Objecitve: Maggot wound is common in domestic and pet animals but report on maggot wound treatment in wildlife species is scanty. The study reported here the surgical and conservative management of maggot wounds including anesthetic protocol and postoperative care in two Bengal tigers (Panthera tigris tigris).

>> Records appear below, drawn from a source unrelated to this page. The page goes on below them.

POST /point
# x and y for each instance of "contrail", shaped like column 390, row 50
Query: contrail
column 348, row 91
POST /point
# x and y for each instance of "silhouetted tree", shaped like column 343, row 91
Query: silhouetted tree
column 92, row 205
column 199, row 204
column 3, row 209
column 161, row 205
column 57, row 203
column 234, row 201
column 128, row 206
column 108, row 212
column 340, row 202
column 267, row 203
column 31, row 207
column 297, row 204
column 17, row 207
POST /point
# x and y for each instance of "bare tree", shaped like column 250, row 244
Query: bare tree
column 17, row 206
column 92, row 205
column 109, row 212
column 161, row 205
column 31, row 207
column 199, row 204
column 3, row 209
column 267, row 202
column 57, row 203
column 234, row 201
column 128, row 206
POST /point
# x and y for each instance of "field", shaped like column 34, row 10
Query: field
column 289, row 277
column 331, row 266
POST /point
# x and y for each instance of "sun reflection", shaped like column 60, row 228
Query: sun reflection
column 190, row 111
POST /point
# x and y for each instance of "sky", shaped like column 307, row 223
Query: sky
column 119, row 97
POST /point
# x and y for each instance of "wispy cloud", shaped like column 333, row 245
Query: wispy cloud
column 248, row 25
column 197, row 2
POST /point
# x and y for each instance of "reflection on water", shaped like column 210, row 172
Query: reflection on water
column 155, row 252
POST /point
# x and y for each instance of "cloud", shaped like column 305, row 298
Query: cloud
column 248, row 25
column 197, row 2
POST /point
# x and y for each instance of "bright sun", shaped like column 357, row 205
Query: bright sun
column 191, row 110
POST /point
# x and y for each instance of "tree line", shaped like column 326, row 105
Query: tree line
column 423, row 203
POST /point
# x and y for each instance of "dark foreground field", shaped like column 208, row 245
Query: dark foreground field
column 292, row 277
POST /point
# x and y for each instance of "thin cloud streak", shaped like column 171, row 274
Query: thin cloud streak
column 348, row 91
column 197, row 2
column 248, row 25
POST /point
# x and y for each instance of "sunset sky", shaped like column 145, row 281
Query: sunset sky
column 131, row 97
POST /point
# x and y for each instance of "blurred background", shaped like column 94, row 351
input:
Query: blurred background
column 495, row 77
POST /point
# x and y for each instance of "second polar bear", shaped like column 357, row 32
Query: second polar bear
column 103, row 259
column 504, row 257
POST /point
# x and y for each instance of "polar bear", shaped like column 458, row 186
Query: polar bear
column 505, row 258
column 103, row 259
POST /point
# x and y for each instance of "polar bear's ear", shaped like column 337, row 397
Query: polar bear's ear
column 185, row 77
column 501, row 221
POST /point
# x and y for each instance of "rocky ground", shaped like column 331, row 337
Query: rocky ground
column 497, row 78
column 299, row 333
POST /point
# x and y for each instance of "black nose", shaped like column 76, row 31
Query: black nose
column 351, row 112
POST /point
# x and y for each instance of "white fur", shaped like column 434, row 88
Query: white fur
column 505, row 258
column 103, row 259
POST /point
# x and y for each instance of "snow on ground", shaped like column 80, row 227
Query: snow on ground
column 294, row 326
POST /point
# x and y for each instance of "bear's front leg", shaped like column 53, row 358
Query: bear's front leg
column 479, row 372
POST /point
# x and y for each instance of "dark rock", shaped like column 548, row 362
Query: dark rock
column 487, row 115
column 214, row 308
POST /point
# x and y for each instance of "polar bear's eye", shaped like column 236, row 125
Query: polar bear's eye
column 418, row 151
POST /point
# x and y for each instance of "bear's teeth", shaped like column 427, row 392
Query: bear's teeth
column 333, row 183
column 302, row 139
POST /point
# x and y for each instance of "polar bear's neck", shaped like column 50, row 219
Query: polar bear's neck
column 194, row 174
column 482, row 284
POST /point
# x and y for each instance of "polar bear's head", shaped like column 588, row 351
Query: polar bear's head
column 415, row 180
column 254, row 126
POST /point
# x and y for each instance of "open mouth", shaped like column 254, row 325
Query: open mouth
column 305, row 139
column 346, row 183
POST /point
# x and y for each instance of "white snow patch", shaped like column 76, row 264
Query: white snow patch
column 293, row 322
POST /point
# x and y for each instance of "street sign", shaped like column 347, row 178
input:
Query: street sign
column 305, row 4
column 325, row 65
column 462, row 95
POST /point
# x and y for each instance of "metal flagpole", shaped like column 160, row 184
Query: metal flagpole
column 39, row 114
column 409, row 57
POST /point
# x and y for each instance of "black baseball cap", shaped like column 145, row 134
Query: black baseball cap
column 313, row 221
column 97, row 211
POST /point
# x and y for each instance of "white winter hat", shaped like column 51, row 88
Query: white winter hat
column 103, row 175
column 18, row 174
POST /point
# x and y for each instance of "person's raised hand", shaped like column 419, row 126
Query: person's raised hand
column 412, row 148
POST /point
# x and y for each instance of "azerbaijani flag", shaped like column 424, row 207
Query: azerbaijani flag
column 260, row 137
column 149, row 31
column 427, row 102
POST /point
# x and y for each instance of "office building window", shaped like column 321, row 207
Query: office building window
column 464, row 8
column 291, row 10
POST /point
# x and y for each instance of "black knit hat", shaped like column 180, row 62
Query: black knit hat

Materials and methods: One female and one male tiger were presented with maggot wounds for treatment at the Bangabandhu Sheikh Mujib Safari Park, Gazipur, Bangladesh. Tigers were anesthetized with combined injection of xylazine (dosed at 1.0 mg/kg bwt, IM) and ketamine hydrochloride (dosed at 3.5 mg/kg bwt, IM). Superficial maggots were removed from wounds using sterile tissue forceps. Gauze soaked in oil of turpentine was allowed to remain in each wound pocket for 5 min for the removal of deep-seated maggots. Finally, wounds were dressed with tincture iodine to clean out the dead tissue debris and to induce inflammation for rapid healing. A single subcutaneous injection of ivermectin (dosed at 200 µg/kg bwt, IM) was given in each tiger. In addition, long acting oxytetracycline (dosed at 10 mg/kg bwt, IM) on 48 h interval for six days, chlorpheniramine maleate (dosed at 1 mg/kg bwt, IM) once daily for three days, and ascorbic acid (dosed at 250 mg/tiger, IM) once daily for seven days were administered in both tigers.
Results: The tigers were recovered successfully without any complications in two weeks following treatment.
Conclusion: Surgical management using oil of turpentine and tincture iodine along with parenteral administration of ivermectin, long acting oxytetracycline and chlorpheniramine maleate are effective for successful management of maggot wounds in Bengal tigers.